Meffe explains that it would be impractical to alert the public whenever the spray trucks go out in the evening because they’re not on any set schedule. The BLSG district maintains a mosquito hotline that residents can call to request a treatment. It’s free for any outdoor event, including weddings, barbecues and parades. Lately, Meffe says, the phone has been ringing off the hook.

He emphasizes that state law prohibits the district from spraying the same property more than once every five days.

Part of the problem, he says, is that BLSG has had a lot of spray-truck driver turnover. It doesn’t require very rigorous training, he acknowledges — only a half-day course or “taking some books home to study,” then passing a written exam.

“And, it’s not a very attractive gig either,” he adds, noting that drivers typically work from 8:30 p.m. until midnight, driving rural, unpaved roads and spraying a pesticide for $15 an hour. “It’s more of a community service. No one’s getting rich doing this. And no one says, ‘When I grow up I want to drive a pesticide truck.’”

But Meffe, who’s also a retired fish ecologist and former college professor, downplays the likelihood that malathion played a role in the June 4 die-off. BLSG has been using malathion-based pesticides for more than two decades without incident, he says, suggesting the fish died from natural causes.

“I’m very confident that that fish kill was due to spawning stress and high temperatures,” he says. Nevertheless, he acknowledges that no tests of the water or dead fish were done to confirm that theory. As a result, he says, “I’d be the first one who’d want to know if we need to change our practices.”

Evidently, BLSG filed its official report of the fish kill with the wrong agency — Fish & Wildlife instead of the Vermont Agency of Agriculture, Food & Markets, which issues its pesticide permit and has the capability to test the fish and water.

“We don’t know and at this point, we may never know,” confirms Matthew Probasco, an environmental analyst with the state Department of Environmental Conservation. “There was a window of opportunity to get a sample, but that window closed.”

Probasco says the Ag Agency analyst who would have tested for malathion was on vacation when the die-off occurred.
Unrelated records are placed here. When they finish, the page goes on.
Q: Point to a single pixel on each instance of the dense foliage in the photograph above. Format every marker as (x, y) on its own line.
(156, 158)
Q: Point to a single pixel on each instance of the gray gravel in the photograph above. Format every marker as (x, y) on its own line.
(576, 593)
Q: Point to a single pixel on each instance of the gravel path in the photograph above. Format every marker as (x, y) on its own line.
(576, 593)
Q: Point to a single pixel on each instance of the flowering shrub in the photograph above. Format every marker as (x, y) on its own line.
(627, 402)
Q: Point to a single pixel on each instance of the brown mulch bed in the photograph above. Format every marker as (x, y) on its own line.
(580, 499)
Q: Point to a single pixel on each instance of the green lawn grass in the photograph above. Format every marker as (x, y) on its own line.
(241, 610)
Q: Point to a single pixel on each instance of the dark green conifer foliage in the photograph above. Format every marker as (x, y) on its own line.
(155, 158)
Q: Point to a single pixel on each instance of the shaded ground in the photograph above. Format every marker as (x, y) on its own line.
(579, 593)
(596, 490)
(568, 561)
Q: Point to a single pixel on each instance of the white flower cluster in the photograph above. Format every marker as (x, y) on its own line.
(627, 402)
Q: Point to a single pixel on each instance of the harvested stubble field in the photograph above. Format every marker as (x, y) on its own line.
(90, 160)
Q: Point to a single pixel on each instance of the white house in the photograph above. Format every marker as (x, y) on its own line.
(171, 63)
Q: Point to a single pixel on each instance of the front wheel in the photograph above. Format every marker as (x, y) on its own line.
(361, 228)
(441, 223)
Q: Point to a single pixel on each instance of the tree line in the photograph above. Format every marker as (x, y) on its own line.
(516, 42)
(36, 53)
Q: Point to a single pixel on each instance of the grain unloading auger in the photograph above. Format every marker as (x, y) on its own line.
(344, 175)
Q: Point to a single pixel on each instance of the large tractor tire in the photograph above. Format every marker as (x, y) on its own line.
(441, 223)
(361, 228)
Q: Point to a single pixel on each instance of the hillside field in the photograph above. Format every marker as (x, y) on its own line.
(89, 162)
Upon his return, Probasco says, the analyst was tied up in Rutland County, where a bed bug exterminator had sprayed a banned pesticide.

For his part, Meffe says that while he respects the “minority of residents” who don’t want to get sprayed, the vast majority of residents do want the treatment, as evidenced by the fact that four towns are willing to pay a combined total of $57,000 for it. He notes that after the district suspended spraying for just one night after the recent fish kill, the board got an earful from residents. The mosquito problem is so bad this year, he adds, “Most people here are just begging to be sprayed.”